On Tails, left-click the NetworkManager icon and selection the newly created connection.
To debug, use tcpdump, and look at /var/log/syslog.

2.


Wie kann ich den zweiten Schritt unter Ubuntu das ist ja die Gateway ausführen?

Und muss ich alle Schritte in einer Komandozeile ausführen?

Und ich brauche dafür ja einen 2 Rechner den habe ich leider nicht

Geht das auch mit einem Rechner?
Danke für eure Hilfe


----------



## Jimini (29. Mai 2011)

Was genau möchtest du denn machen?

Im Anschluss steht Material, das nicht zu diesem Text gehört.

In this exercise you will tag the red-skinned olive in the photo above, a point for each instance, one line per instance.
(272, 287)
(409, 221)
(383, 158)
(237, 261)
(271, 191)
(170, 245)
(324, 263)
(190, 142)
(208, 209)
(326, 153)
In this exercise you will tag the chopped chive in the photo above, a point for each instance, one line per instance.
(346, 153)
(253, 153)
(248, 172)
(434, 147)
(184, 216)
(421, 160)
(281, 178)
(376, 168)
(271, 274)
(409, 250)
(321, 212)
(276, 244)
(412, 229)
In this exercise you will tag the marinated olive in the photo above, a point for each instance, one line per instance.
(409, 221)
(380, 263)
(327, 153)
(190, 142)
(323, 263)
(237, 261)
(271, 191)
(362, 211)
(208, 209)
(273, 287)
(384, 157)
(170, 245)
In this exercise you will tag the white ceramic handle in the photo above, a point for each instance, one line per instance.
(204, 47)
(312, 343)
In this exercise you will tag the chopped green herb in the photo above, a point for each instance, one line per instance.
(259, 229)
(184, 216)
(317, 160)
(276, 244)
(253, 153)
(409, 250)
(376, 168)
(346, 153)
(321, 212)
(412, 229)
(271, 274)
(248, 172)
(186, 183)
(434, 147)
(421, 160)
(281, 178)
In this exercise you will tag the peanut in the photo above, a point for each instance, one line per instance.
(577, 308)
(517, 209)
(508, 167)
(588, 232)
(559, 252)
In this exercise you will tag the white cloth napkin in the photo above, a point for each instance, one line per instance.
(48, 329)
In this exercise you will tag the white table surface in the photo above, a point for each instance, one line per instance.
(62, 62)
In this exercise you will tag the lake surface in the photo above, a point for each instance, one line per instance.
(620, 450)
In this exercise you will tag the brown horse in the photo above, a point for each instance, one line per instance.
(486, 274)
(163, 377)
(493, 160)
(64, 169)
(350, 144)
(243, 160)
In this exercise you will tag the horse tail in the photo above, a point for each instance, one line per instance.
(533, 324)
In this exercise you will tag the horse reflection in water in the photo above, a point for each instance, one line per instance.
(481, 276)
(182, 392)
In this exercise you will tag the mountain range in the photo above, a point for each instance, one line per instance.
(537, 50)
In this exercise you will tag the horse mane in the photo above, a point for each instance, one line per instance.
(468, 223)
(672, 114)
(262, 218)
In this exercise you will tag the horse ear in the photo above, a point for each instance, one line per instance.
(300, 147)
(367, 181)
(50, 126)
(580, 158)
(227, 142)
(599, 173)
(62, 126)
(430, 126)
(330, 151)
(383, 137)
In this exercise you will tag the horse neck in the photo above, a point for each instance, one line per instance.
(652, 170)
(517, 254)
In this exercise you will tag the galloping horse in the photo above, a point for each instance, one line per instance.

Möchtest du die DSL-Einwahl von einem Ubuntu-System erledigen lassen und diese Verbindung dann freigeben? Wenn ja, geht das auch einfacher.

MfG Jimini


----------



## msimpr (29. Mai 2011)

Nein ich möchte diese Anleitung mal gerne ausprobieren.

Rein interessehalber


----------



## Jimini (29. Mai 2011)

Für mich sieht das auf den ersten Blick so aus, als wollte jemand in einer VM eine PPPoE-Verbindung einrichten, die sich dann aber nur mit der NIC des Hostsystems verbindet. Scheint aber nichts zu sein, was man mal eben mit ein paar Klicks zusammenschustert, da steckt eine gehörige Portion Bastelei drin 

MfG Jimini


----------



## msimpr (29. Mai 2011)

Kannst Du das ganze mal ausprobieren ?


----------



## Jimini (29. Mai 2011)

Dazu müsste ich jetzt erstmal eine KVM einrichten, darauf ein System installieren etc. - das wäre dann doch ein bisschen viel Arbeit für so eine kleine Sache. Worum geht es dir denn konkret? Ich denke schließlich nicht, dass du dir irgendein HowTo rausgepickt und beschlossen hast, das mal auszuprobieren 

MfG Jimini


----------



## msimpr (29. Mai 2011)

Es geht mir darum das ich unter Linux eine PPPOE Verbindung emulieren möchte. Zu Testzwecken und ich habe keine Hadware für PPPOe

Das ist der Grund warum ich gerne das ganze mal testen wollte


----------